# Question about mess



## nycvr6 (Apr 30, 2003)

Everytime i feed my p's smelt it breaks apart and makes a BIG mess of small bits on the gravel. I could go in and pick out some of the big pieces, but some are real small and brittle and when i grab them it breaks. Is it bad to have this excess food sitting around? Is there anyway i can prevent smelt feeding from being so messy? Thanks


----------



## o snap its eric (Feb 19, 2003)

Yes ans Yes. Chop your smelt into chunks and feed it your piranhas making shure they can eat it in one bite. Leaving too much uneaten food in the tank may cause planeria. Small worms crawling in your tank and bad water chemistry


----------



## nycvr6 (Apr 30, 2003)

o snap its eric said:


> Yes ans Yes. Chop your smelt into chunks and feed it your piranhas making shure they can eat it in one bite. Leaving too much uneaten food in the tank may cause planeria. Small worms crawling in your tank and bad water chemistry


 Cool thanks. Should i worry about this after having this problem only once in my new tank. The floor is scattered with little bits of smelt.


----------



## smb (Jun 1, 2003)

Like o snap its eric said, it's very bad to have uneaten food sitting in your tank.

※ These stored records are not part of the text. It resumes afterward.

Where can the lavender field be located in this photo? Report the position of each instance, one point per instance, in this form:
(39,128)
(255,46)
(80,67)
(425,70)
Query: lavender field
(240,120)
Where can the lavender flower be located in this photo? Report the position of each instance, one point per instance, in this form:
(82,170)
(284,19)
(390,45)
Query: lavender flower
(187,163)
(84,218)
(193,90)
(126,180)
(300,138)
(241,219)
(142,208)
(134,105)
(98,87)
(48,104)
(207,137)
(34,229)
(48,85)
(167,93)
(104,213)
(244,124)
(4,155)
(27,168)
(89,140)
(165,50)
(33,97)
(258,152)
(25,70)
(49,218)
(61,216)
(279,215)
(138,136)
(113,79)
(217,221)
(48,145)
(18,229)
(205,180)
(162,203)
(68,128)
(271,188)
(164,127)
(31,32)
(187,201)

You can get planaria in there, which isn't harmful, but ugly to look at. but it also decreases water quality immensely.

Never leave uneaten food in the tank for more than 30 mins. If they don't eat it within 5 minutes, they usually never will.

If it's only once that you have this problem, do a gravel clean and get rid of the excess food now.


----------



## Judazzz (Jan 13, 2003)

Do you have a pleco or another bottom cleaner? If so, he'll be very thankful, and most likely stuffing himself asw e speak...
If not, you might consider getting one!


----------



## Grosse Gurke (Jan 3, 2003)

My pygos shred everything I put in there and there is always some small particles that float around and make it to the gravel. If you have enough bio filtration you will not have a problem with water quality....at least I never have. I only feed every few days but I am not going cut up the meat into bite size portions, way too much work and the particles are no more than the scales left by feeders. I do my weekly water changes and gravel vac and that is it and no worms in my tank.


----------